Neste sentido, a escola não funciona apenas como transmissora de informações, mas como promotora da integração entre as experiências dos alunos de modo que eles não só adquiram novos conhecimentos como também possam desenvolver sua capacidade de aprender.

O conceito de conhecimento para o qual convergem as teorias contemporâneas aproxima-se cada vez mais da ideia de que conhecer é construir significados. Aprender implica, necessariamente, o trabalho simbólico de “significar” a parcela da realidade que se conhece, a partir das relações que o sujeito estabelece entre o objeto e suas possibilidades de observação, reflexão e de informações que já possui. Ensinar é, portanto, um processo de construção de novos significados revendo os previamente construídos.

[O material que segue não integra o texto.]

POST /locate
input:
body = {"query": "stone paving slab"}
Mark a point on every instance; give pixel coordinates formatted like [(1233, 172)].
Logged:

Tais princípios nos convocam a utilizar como metodologia uma pedagogia construtivista e sociointeracionista em que:
o aluno é considerado participante ativo do processo de aprendizagem;
todo saber é considerado provisório, já que o processo cognitivo acontece por reorganização do conhecimento, ou seja, aproximações sucessivas que vão permitindo sua reconstrução;
o professor exerce papel de intermediário entre o aluno e o conhecimento, no sentido de assegurar condições favoráveis para aprender, através de planejamento e encaminhamento de situações de ensino que garantam o desenvolvimento de capacidades essenciais.

Para tanto, utilizamos os conceitos teóricos da Psicologia Genética e da Perspectiva Histórico-Cultural da Educação que possibilitam uma compreensão mais profunda sobre os processos de desenvolvimento humano e da aprendizagem, levando-nos a entender os mecanismos pelos quais as crianças e os jovens constroem suas representações internas sobre o conhecimento, os estágios que passam durante esta construção e as influências dos condicionantes históricos e culturais na estruturação do pensamento e da linguagem.


Princípios

Para que possamos atingir aos objetivos propostos é necessário pensar em aspectos relacionados à prática pedagógica que explicitem condutas norteadoras da intervenção do professor em consonância com a concepção de ensino, de aprendizagem e de aluno adotados pela escola.

Compreendemos a criança e o jovem como:
seres humanos completos, ativos e capazes, sujeitos sociais e históricos inseridos em uma sociedade, em uma cultura, pertencentes a determinadas famílias;
seres influenciados pelo meio, mas, por sua vez, também transformadores deste;
seres que se desenvolvem na e pela interação com seus pares, com adultos e com o ambiente em que vivem;
seres únicos, com necessidades afetivas, cognitivas, sociais, culturais e físicas.

A prática educativa é bastante complexa e são inúmeras as questões que se apresentam no cotidiano, que transcendem ao planejamento didático e à própria proposta curricular. Não há, portanto, um padrão de intervenção do professor. No entanto, há indicações e orientações no sentido de subsidiar a reflexão do profissional sobre sua prática para estabelecer uma coerência com os propostos educativos da instituição.